Stress Measurement of an Austenitic Stainless Steel Foil by Transmitted Polychromatic X-Rays

Abstract

Deformation properties of austenitic stainless steel foils of 0.05 mm in thickness were evaluated by using transmitted polychromatic X-rays under monotonic tensile loading. A conventional laboratory X-ray equipment with a rotating Mo anode was adopted at a tube current of 40 mA and an acceleration voltage of 60kV. Soller slits with a divergence angle of 0.5 deg were attached on both divergent and receiving sides. By the preset time of 500s, enough diffraction intensity was obtained to determine the stress.

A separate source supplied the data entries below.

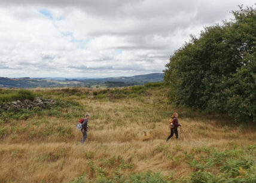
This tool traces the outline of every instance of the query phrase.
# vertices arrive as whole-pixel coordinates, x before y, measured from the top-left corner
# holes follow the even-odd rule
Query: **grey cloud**
[[[103,71],[119,74],[131,71],[131,75],[161,72],[170,54],[189,39],[190,33],[228,19],[229,11],[242,3],[251,5],[254,2],[0,0],[0,13],[4,10],[0,28],[7,30],[0,30],[0,50],[4,49],[0,59],[11,60],[0,63],[0,69],[49,76],[54,72],[83,74],[84,70],[97,75]],[[41,9],[52,13],[53,19],[44,17],[39,13]],[[5,14],[9,19],[4,19]],[[57,20],[60,16],[63,20]],[[40,28],[33,29],[36,26]],[[71,32],[68,36],[63,35],[66,32]],[[87,39],[78,46],[79,40]],[[115,49],[123,53],[115,53]]]

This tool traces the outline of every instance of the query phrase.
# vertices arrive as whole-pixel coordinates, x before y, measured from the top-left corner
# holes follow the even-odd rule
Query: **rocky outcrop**
[[[11,102],[5,102],[0,104],[0,108],[3,110],[9,110],[11,109],[23,108],[26,109],[41,109],[47,105],[54,104],[56,101],[51,99],[45,99],[43,97],[36,97],[33,101],[25,100],[23,102],[20,100]]]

The diffraction elastic constants were measured under monotonic loading by the cos2χ method. The diffraction energy decreased almost linearly with increasing cos2χ, and the slope of the cos2χ diagram decreased with increasing applied stress. Measured diffraction elastic constants were compared with the theoretical values calculated by the Kröner model. The experimental value obtained from a single peak with high intensity agreed well with theoretical one, and the standard deviation was enough small. The lattice strain measured during plastic deformation depended on the diffraction plane. For the single peak profile, the full width at half maximum increased with applied plastic strain. From the the diffraction-plane dependence of the lattice strain, the full width at half maximum and the diffraction intensity, deformation properties of the materials can be evaluated. Diffraction method of laboratory polychromatic X-rays is effective as a simple technique to measure multiple X-ray parameters.